05/05/2025 01:50 AST

Saudi-based Al-Etihad Cooperative Insurance Co. has retained its A3 financial strength rating from Moody's, reflecting the firm's strong market position and disciplined underwriting.

Moody's cited several key strengths supporting the rating, including Al-Etihad's solid market position as the Kingdom's eighth-largest insurer, its conservative investment strategy - where high-risk assets represent just 28.2 percent of equity - and its strong capital adequacy.

The agency also highlighted the company's five-year average return on capital of 7.7 percent and a healthy combined ratio of 95.2 percent.

"However, these strengths are partially offset by Al-Etihad's concentration to the Saudi insurance market which has an elevated level of competition, as well as Al-Etihad's concentration to motor and medical insurance, which are the Saudi insurance market's most competitive lines of business," Moody's said.

This marks the second consecutive A3 rating for Al-Etihad since August, when Moody's initially assigned the grade, citing similar strengths such as asset quality and profitability. At the time, the agency emphasized the insurer's ability to navigate competitive pressures while maintaining financial resilience.

Al-Etihad, a mid-tier property and casualty insurer, offers a range of commercial and personal insurance products.
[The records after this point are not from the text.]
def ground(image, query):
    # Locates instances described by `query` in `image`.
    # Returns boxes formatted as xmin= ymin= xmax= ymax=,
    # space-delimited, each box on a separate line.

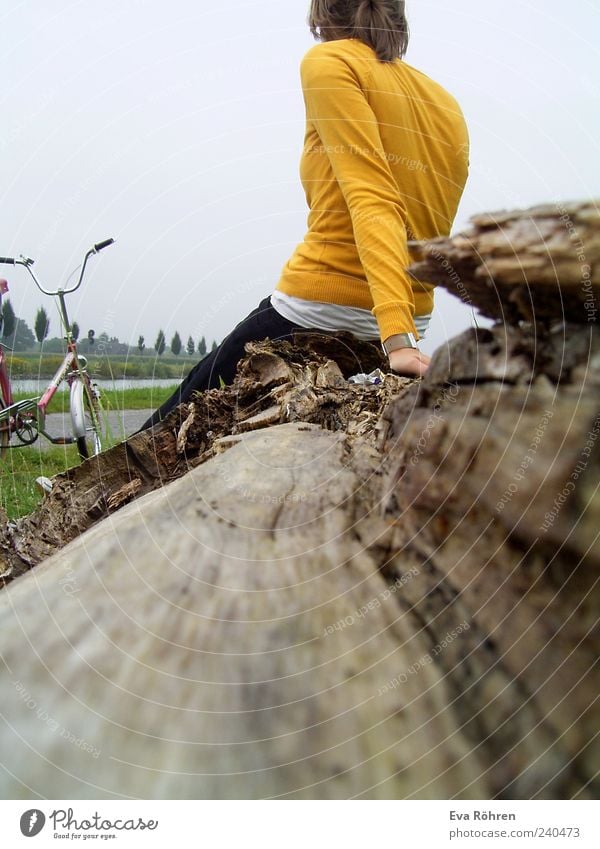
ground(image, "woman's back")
xmin=277 ymin=38 xmax=468 ymax=338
The A3 rating places the company in the upper-medium grade category, indicating low credit risk and a strong capacity to meet its financial obligations. In its August update, Moody's also affirmed Al-Etihad's Governance Issuer Profile Score of G-2, reflecting its conservative risk management practices and experienced leadership.

The insurer's 2023 financial performance further strengthened its standing, with net profits surging 639 percent year-on-year to SR93.89 million ($25.02 million), driven by increased revenues in the motor insurance segment.
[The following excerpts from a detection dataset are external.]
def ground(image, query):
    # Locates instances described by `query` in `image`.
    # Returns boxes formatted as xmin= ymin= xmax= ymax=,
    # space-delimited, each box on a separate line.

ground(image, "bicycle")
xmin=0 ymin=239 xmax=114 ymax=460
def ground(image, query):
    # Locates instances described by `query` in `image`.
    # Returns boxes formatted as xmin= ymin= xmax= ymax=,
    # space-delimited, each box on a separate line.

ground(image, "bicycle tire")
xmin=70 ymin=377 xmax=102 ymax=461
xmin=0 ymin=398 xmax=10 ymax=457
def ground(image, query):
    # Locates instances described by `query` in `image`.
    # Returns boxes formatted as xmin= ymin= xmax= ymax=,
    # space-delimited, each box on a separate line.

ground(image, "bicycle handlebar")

Looking ahead, Al-Etihad's ability to sustain profitability while effectively managing market risks will be critical to maintaining its current rating.

Moody's review did not incorporate explicit support from Al-Etihad's largest shareholder, Kuwait's Al Ahleia Insurance, but acknowledged governance benefits from the partnership. The agency's following assessment will evaluate any material changes in the company's credit profile.
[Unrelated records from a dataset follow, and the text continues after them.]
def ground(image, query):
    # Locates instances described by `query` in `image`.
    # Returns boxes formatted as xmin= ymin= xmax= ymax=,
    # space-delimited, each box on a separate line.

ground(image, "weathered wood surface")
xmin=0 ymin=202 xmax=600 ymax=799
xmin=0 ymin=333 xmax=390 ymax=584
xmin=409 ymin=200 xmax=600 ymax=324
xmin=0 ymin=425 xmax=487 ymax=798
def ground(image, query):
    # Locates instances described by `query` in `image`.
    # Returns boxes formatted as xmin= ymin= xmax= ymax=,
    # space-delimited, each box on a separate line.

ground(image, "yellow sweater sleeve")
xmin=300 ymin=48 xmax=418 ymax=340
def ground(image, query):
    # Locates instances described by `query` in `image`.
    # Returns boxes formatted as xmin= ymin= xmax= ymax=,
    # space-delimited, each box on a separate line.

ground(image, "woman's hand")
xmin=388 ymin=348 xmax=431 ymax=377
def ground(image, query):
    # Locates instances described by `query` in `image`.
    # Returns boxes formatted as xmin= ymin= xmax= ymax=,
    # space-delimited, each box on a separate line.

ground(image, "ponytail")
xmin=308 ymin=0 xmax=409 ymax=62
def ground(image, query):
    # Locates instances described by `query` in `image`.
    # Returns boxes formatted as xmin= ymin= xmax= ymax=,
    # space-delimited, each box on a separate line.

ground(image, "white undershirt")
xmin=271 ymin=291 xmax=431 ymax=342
For now, the stable outlook signals confidence in Al-Etihad's strategic direction, even as it faces sector-specific challenges in Saudi Arabia's evolving insurance landscape.

The Kingdom's insurance sector has experienced robust growth, with revenues surging 16.9 percent year on year in the third quarter of 2024, driven by strong demand for motor, medical, and property insurance.

According to a KPMG report, this expansion is fueled by Vision 2030-driven regulatory reforms, including mandatory health coverage and stricter auto insurance requirements.

The sector's net profit before zakat and tax jumped 25.9 percent to SR3.90 billion, while total assets grew 20 percent to SR84.91 billion, reflecting deepening market maturity.

The Insurance Authority's 2023 establishment and adoption of IFRS 17/9 standards have further strengthened governance and transparency.

With S&P Global projecting 10-15 percent revenue growth in 2025, the sector remains a key pillar of Saudi Arabia's economic diversification.